Desde minha conversão vi e vivi muitas experiências sobrenaturais intercaladas com fatos normais do dia a dia. Manifestações demoníacas verdadeiras, palavras proféticas, orações por cura, salvação e libertação respondidas. Caminhava no início neste sobrenatural maravilhoso ao mesmo tempo que tinha que limpar a casa, fazer comida e trabalhar.

Irmãos em Cristo várias vezes questionavam o fato de não terem passado por estas experiências. Na verdade não buscava por elas, elas vinham até mim. Paralelamente ao lado sobrenatural, sempre gostei de ler e, além da Bíblia, li muitos autores cristãos. Não deixei de ler o que se considera literatura secular, pois não acredito neste dicotomismo do preto x branco, céu x inferno, luz x trevas. Tem muita coisa considerada secular que é boa, e não necessariamente do inimigo.

Os livros que li se dissolveram dentro de mim. Dificilmente pego um deles pela segunda vez lembrando de seu conteúdo. Parece que eles se tornam parte de você. Cada um preenche um espaço, como se fossem tijolos de uma parede sendo construída.

Leitura, oração, comunhão, meditação. Lembro-me de que certo sábado eu estava sozinho em casa e resolvi ler o livro de Hebreus. Foi uma experiência maravilhosa e que nunca mais aconteceu. Cada linha que lia o Espírito Santo ia me dando o entendimento do papel de Jesus como sacrifício perfeito, sumo sacerdote perfeito oferecendo o sacrifício. Nunca mais aconteceu como daquela vez.

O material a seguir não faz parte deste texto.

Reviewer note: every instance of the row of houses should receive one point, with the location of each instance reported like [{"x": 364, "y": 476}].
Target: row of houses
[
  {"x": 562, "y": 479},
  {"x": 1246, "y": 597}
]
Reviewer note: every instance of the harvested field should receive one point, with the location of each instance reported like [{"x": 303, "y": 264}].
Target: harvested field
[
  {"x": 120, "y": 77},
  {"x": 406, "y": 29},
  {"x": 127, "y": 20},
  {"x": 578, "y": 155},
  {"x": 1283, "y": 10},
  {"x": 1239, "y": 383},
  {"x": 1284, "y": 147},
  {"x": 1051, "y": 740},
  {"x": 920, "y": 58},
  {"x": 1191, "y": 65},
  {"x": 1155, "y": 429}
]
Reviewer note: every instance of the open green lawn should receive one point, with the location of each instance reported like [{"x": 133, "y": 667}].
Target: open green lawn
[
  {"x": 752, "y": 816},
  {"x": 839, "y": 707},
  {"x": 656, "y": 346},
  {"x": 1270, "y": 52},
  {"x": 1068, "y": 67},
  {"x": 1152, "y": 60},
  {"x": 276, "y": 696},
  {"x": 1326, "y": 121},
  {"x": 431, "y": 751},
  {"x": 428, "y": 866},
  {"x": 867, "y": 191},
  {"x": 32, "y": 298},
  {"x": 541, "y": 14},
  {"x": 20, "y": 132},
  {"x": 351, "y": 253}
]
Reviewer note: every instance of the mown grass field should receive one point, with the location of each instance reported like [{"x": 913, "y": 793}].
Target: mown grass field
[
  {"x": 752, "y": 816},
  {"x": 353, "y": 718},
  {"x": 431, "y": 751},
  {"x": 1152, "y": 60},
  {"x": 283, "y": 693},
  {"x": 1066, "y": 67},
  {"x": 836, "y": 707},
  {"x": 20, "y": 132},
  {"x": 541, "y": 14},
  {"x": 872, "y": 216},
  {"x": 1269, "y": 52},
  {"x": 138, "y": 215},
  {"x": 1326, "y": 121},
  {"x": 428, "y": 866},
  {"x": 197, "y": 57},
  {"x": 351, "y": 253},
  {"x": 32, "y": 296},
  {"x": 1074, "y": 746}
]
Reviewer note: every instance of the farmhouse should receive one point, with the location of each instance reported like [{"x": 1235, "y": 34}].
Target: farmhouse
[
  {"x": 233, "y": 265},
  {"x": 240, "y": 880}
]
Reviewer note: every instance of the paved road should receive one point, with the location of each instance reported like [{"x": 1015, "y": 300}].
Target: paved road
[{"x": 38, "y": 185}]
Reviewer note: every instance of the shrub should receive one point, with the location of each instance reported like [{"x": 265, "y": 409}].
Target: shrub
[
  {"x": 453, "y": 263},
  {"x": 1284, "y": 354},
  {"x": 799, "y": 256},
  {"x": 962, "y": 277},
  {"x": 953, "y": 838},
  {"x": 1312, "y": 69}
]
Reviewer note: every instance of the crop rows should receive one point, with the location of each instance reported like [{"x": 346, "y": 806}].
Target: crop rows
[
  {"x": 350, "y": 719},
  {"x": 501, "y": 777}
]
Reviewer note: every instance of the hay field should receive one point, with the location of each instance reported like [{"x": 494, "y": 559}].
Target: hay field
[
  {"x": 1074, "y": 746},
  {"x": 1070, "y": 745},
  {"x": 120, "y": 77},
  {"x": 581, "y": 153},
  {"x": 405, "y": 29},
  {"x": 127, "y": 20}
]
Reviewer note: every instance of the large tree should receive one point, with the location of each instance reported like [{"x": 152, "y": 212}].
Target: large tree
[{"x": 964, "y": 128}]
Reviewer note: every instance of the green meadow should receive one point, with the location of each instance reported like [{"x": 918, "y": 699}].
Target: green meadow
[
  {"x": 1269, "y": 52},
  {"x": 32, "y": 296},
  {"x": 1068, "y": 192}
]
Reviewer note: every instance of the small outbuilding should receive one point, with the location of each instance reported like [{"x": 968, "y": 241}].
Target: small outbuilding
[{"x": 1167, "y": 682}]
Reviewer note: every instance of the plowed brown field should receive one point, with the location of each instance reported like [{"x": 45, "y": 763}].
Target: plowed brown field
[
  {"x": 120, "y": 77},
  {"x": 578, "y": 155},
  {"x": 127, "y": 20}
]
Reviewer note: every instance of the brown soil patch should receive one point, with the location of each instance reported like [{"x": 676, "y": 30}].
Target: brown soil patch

Acho isso maravilhoso no cristianismo. Dinâmico certas vezes, aparentemente entediante em outras, mas sempre edificante. Tijolinhos colocados na parede e construindo meu caráter. Este mix do sobrenatural, que te faz caminhar por sobre as águas e da dureza da letra e da roda viva em outras vezes acabou formando o que sou.

Passei a entender que Deus não queria que eu me tornasse um religioso fanático. Faço coisas que muitos irmãos duvidam. Já senti a presença de Deus em shows de rock de bandas seculares, preguei para pessoas tomando cerveja (e estas se converteram) ou em churrascos, fiz reuniões informais com meus amigos mais íntimos, comendo pizza e tomando vinho e que se tornaram momentos maravilhosos de comunhão com Deus.

É um caminho fascinante. Não se repete, não deixa de ser vivo, mesmo perante muitos silêncios de Deus. Acho isso incrível. Deus não quer nos transformar em retardados que não são capazes de dar um passo sem a direção dEle. A bagagem que ele nos dá permite sermos seres humanos independentes de “horóscopo gospel”, caixinhas de promessas e profetadas. Ele valoriza a capacidade dada por Ele de sermos seres humanos plenos.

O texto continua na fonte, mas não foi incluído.